China's Entrepreneurs Target Gourmet Food Market
"Made in China" labels are all over plastic toys and consumer goods, but China's entrepreneurs are not content to stop there.
Armed with homegrown truffles, caviar and foie gras, the country's businessmen are taking aim at the world's gourmet food market -– with some success.
Hunting for Truffles
Truffles — much prized by connoisseurs — are a relatively new commodity in China. Around 20 years ago, the potato-shaped fungi were eaten only by wild animals, but times — and markets — have changed. Now, China is the world's top truffle supplier, producing more than France and Italy combined.
In Europe, trained animals have traditionally been used to sniff out the underground fungi, but in China, truffle-hunters trudge through forests in search of them.
Li Yongbin hunts for truffles five months out of the year.
"We don't use pigs or dogs," he says. "We just depend on our experience."
On a good day, Li says he can singlehandedly collect 40 pounds of truffles.
These homegrown truffles are relatively cheap – only a tenth or less of the cost of those from France, but according to those in the know, far inferior in taste.
But Wu Jianming, who exports a third of China's truffles, disagrees.
"There's no big difference in taste. The smell is slightly different, but the feel of the truffles in the mouth is the same," Wu says.
Wu plans to cultivate truffles, a move bound to ruffle European purists even further. He concedes that Europe's truffle markets are threatened by Chinese products, but insists that European suppliers must learn to adapt.
"In the past they had a monopoly and now they are threatened, so they are trying to undermine our product. Black French truffles used to be a status symbol. Now they're cheaper and more people can afford them. That has to be a good thing," Wu says.
Branching Out: Caviar and Foie Gras
Whether or not they are democratizing the gourmet food market, China's businessmen realize there are hefty profits in gastronomical delicacies.

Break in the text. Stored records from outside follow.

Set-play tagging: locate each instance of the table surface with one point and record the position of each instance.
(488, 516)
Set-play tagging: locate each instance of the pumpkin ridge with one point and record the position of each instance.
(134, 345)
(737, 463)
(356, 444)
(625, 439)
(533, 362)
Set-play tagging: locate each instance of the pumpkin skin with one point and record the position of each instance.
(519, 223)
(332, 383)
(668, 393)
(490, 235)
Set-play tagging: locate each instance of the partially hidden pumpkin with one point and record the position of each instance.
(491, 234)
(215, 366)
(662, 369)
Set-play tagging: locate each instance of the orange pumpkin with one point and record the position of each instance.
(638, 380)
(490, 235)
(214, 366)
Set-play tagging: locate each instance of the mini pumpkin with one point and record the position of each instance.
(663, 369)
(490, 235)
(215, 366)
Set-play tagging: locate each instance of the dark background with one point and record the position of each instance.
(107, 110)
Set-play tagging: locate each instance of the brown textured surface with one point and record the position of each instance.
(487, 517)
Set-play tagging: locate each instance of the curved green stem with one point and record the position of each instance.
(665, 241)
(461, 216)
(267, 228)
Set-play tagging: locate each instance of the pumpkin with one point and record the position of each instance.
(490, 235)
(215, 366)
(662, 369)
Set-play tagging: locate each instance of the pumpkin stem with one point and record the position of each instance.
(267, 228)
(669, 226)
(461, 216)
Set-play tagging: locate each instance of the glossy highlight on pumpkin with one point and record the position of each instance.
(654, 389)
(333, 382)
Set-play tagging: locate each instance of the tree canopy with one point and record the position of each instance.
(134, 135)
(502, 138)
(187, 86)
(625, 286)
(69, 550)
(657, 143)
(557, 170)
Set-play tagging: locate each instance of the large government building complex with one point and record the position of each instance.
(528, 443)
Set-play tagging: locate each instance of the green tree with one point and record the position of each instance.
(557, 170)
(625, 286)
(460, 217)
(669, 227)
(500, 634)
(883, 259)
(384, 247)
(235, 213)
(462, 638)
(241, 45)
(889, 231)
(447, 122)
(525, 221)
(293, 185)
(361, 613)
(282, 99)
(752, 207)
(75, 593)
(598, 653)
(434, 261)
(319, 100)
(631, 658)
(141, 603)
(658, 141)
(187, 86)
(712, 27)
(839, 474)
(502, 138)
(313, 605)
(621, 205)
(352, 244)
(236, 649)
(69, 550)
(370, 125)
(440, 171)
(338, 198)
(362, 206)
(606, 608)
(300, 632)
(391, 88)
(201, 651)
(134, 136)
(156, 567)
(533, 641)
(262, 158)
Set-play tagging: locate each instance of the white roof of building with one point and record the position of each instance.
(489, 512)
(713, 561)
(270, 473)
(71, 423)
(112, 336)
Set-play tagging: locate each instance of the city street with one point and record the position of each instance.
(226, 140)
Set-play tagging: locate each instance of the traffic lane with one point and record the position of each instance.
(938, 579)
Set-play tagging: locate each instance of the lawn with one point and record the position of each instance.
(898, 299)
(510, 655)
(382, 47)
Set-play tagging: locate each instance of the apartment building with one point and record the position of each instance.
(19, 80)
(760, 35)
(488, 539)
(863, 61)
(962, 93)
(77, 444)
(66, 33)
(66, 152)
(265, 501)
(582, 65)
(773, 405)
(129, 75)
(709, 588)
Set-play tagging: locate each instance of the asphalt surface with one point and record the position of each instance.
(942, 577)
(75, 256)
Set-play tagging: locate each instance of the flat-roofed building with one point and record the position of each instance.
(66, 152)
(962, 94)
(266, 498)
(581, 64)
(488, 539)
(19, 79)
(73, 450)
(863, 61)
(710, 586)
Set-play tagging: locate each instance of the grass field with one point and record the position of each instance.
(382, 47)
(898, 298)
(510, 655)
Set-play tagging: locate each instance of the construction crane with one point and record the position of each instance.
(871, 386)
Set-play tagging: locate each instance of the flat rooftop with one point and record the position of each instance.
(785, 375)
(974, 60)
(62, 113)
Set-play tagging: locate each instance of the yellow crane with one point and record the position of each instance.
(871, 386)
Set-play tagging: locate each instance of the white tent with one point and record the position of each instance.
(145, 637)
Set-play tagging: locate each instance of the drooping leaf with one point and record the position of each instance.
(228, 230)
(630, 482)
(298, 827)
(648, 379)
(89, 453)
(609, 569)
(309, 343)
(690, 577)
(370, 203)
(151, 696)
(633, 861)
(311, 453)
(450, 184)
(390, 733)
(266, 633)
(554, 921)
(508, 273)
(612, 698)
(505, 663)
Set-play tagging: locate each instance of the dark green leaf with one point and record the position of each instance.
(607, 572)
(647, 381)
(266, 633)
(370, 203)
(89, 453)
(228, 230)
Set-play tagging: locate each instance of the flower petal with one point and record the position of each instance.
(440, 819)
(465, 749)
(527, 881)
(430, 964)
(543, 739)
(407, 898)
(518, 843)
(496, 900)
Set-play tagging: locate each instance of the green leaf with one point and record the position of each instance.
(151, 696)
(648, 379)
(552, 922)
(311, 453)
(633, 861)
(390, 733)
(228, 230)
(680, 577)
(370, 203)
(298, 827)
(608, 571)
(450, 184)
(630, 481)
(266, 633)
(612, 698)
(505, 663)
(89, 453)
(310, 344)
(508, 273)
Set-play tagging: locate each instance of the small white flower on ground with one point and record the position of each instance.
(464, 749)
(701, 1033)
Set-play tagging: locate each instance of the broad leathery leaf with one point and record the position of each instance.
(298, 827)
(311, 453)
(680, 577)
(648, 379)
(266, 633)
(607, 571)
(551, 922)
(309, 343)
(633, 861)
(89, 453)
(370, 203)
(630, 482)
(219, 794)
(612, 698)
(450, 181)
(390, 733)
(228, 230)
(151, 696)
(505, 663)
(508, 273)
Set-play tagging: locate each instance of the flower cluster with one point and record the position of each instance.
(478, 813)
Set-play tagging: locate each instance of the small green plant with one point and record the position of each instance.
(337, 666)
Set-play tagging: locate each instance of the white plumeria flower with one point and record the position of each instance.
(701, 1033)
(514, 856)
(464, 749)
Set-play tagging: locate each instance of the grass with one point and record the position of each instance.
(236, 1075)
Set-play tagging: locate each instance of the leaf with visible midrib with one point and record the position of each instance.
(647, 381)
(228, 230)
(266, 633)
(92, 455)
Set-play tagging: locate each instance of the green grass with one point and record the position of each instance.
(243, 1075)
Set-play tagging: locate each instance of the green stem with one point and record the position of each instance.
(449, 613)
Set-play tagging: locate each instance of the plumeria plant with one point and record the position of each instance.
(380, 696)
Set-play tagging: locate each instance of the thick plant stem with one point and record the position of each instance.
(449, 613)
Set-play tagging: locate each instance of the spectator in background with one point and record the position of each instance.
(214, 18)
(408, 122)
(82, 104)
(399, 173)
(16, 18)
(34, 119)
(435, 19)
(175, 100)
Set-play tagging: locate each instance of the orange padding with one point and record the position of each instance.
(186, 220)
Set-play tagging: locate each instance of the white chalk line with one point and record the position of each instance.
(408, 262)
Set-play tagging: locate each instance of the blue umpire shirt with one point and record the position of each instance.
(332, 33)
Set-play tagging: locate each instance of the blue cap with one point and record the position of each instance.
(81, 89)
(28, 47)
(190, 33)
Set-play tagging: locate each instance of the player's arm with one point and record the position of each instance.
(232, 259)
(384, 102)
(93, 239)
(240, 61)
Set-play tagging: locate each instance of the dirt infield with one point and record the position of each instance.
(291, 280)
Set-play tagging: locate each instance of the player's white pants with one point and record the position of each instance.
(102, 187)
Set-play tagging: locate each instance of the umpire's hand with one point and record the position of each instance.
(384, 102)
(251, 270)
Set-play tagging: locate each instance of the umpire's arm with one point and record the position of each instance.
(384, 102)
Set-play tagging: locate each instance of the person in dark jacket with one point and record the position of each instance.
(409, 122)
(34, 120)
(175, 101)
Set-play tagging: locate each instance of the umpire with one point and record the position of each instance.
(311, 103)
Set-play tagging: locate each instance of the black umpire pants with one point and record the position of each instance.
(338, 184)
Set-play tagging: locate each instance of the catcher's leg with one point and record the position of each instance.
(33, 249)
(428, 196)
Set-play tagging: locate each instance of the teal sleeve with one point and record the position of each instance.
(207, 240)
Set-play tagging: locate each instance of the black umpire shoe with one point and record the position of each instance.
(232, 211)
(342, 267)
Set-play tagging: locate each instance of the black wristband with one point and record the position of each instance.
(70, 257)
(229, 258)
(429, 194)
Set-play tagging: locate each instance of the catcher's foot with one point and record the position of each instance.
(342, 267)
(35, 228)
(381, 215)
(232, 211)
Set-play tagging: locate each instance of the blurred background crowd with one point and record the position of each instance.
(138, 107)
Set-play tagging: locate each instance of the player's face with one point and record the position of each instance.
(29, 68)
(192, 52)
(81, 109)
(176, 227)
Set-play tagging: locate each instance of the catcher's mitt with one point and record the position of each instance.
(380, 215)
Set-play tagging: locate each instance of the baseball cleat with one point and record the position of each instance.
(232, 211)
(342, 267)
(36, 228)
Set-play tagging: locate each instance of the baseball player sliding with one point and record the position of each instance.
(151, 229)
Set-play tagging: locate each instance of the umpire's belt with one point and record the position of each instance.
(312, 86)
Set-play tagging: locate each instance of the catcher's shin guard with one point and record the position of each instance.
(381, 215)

The country boasts the largest collection of sturgeon species in the world, including breeds which are extinct in the wild. Last year, a sturgeon breeding farm in central China exported its first batch of caviar –1 about 1,000 pounds of it.
Now, Chinese businessmen are also tackling the final piece of the trinity of epicurean delights — foie gras, or fatty goose liver, made by force-feeding geese to enlarge their livers. China is now the world's third-largest foie gras producer, after France and Israel.
For Song Sinian, who breeds geese imported from France, this fact is a matter of pride. Most of his geese will end up as foie gras, and because Song works for a joint venture with a French company called Gourmaud, some will be exported back to France.
"I'm very proud that an ordinary Chinese farmer like myself can make a product that is sold to France," Song says.
A Growing Chorus of Opposition
At a farm run by Jing Songhe, a woman grabs each of the farm's half a million geese by the neck and sticks a foot-long iron pipe down their gullets so that corn can be fed directly into the bird's stomach. This procedure is repeated four times a day for the last three weeks of the goose's life.
Critics call the practice cruel, and outside China an anti-foie gras movement is gaining momentum. Chicago banned the sale of foie gras last year, and the delicacy is set to be outlawed in California in five years. The European Union has set a 15-year grace period to phase out the practice.
Jing, however, denies that force-feeding is especially cruel.
"It makes no difference whether you force-feed birds or kill them directly, the final result is the same," he says.
China has no regulations regarding force-feeding animals. In fact, the local government has a 10 percent stake in Jing's business, and he says he is not worried about the influence of animal rights' campaigners.
"Because they're opposing foie gras, their countries stop producing it. But the citizens of their countries still want to eat foie gras, so it can only mean my prospects are improving," Jing says.
Jing boasts that his product is tastier than French goose liver because force-feeding is done manually in China and not by machine, as it is overseas.
And with labor, feed and production costing just a fraction of what they would overseas, he believes China's set to be the world's top foie gras producer in five years.